Diş ve diş eti hastalıklarına da şeker hastalarında sık rastlanılmaktadır. Ağız içinde kan dolaşımının bozulması, tükürük salgısının azalmasına ve bu da plâklara neden olur. Diş eti kollajeninin azalarak diş etlerinde çekilme olması da bu bozukluklardan birisidir. Diş eti bozuklukları ciddi kalp hastalıklarına da neden olabilir. Şeker seviyelerinizi normal sınırlarda tutmak ve iyi bir ağız bakımı  ile bu konuda başarılı olabilirsiniz.

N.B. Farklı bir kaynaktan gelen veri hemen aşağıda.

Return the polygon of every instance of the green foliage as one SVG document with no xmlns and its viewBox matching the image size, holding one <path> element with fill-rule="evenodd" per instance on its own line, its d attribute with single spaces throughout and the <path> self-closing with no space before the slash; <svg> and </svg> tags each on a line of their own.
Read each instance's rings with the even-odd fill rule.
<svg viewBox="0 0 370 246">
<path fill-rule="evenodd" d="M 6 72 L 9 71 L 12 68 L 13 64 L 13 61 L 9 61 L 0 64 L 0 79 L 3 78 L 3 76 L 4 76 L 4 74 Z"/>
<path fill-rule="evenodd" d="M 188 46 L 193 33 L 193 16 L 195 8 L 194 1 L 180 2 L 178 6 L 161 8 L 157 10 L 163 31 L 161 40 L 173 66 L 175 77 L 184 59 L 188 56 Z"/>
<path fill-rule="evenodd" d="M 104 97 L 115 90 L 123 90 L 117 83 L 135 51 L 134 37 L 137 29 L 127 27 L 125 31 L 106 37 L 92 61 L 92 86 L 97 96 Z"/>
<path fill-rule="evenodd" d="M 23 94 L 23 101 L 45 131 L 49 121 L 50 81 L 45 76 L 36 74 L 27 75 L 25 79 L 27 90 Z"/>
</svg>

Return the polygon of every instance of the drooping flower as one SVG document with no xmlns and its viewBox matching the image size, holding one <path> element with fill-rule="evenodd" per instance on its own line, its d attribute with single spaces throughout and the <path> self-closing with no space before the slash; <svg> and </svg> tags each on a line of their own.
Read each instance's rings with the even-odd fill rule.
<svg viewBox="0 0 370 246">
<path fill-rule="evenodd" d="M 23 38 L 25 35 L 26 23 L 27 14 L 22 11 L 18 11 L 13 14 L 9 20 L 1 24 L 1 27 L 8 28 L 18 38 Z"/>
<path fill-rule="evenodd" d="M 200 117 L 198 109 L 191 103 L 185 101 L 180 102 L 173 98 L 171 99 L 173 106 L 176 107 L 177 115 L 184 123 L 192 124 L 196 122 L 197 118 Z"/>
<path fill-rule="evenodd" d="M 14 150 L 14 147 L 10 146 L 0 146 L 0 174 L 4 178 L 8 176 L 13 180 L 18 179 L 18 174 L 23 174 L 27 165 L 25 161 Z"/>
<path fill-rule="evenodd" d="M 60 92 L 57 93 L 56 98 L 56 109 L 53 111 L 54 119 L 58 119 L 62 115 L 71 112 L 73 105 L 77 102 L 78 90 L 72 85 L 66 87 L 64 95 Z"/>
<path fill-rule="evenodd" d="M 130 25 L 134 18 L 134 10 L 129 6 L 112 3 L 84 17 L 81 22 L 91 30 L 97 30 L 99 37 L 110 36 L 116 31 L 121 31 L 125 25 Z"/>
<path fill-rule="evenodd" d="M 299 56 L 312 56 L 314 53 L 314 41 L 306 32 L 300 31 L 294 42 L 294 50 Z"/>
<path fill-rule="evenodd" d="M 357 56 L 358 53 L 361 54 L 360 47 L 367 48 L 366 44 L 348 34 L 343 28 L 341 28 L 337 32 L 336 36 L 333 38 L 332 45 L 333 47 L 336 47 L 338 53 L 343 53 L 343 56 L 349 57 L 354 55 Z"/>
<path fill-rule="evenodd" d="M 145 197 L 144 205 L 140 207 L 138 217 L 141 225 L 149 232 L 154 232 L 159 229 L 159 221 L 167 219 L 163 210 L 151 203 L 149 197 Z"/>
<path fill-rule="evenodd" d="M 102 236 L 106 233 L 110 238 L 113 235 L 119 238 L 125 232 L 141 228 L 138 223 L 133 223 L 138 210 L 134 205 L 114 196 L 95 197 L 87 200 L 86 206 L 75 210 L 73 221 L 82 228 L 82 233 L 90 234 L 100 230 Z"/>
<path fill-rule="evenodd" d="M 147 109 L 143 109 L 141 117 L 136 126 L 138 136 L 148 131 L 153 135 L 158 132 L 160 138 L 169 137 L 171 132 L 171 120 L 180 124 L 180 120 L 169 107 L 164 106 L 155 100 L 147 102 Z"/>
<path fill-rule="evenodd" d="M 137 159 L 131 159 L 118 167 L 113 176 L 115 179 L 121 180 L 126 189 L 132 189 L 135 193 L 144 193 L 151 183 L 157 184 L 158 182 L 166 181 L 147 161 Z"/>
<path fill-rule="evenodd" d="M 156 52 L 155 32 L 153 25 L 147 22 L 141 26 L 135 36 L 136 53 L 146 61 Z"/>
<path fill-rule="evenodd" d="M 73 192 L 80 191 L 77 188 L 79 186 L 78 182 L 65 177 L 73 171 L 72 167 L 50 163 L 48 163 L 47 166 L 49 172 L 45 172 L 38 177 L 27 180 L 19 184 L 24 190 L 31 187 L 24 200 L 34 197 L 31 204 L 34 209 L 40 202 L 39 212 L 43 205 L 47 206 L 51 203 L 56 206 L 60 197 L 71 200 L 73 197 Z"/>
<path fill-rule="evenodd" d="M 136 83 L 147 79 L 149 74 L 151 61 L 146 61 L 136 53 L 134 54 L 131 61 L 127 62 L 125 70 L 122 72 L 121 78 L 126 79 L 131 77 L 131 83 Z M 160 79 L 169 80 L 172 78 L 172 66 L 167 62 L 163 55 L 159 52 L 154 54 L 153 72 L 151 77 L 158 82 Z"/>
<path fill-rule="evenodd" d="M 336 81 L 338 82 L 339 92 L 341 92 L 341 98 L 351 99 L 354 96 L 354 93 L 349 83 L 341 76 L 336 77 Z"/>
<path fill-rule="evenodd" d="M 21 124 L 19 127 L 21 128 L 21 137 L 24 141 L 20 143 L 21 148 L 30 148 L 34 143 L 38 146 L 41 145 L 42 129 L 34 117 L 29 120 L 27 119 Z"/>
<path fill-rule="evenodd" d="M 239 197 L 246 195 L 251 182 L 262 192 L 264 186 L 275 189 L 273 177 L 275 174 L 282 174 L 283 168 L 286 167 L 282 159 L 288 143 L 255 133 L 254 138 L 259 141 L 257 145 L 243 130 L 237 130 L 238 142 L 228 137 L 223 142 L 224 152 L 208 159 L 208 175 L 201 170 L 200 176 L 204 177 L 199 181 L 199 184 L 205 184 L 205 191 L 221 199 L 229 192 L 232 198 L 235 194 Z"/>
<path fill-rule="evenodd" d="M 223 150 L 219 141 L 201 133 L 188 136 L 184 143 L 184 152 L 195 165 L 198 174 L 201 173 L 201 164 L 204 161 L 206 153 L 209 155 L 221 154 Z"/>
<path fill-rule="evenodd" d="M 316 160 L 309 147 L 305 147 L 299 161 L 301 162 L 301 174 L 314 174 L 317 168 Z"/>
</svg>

Günümüzde sadece 3 aylık şeker ortalamasını ölçtüğünü sandığımız bir tetkik var. Adı Hemoglobin A1c. Bu tetkik aynı zamanda şeker ile birleşen proteinlerin vücudumuza ne denli zarar verip vermediğini de dolaylı olarak göstermektedir. Şeker ve protein bileşimi olayına batıda Glikasyon denilmektedir ve son yıllarda bu olayın önemi çok artmıştır. Hemoglobin A1c aynı zamanda kan şekerinin beyin proteinlerine verdiği zararı da dolaylı olarak bize bildirmektedir.

Unutulmamalıdır ki bizler genetik ve fizyolojik olarak tarım devriminden (yaklaşık 10 bin yıl önce) çok daha önceden yaşayan atalarımızın birer kopyalarıyız. Bugün kendimizi avcı ve toplayıcı görmesek bile vücutlarımız halen eski usule göre işliyor. Oysa bizim dayattığımız gıdalar bu usule aykırı ve bütün aksaklıklar da bundan kaynaklanıyor. Yani dizel arabaya artık benzin koymaya başlıyorsunuz ve motor da buna göre cevap veriyor, yani tekliyor.

Şunu unutmamalıyız. Önlenebilir yani kader olmayan pek çok hastalık diğer hastalıklardan çok daha fazla can alıyor. Yine atalarımız, yine atalarımız. Ne demişlerdi: Ne ekersen onu biçersin.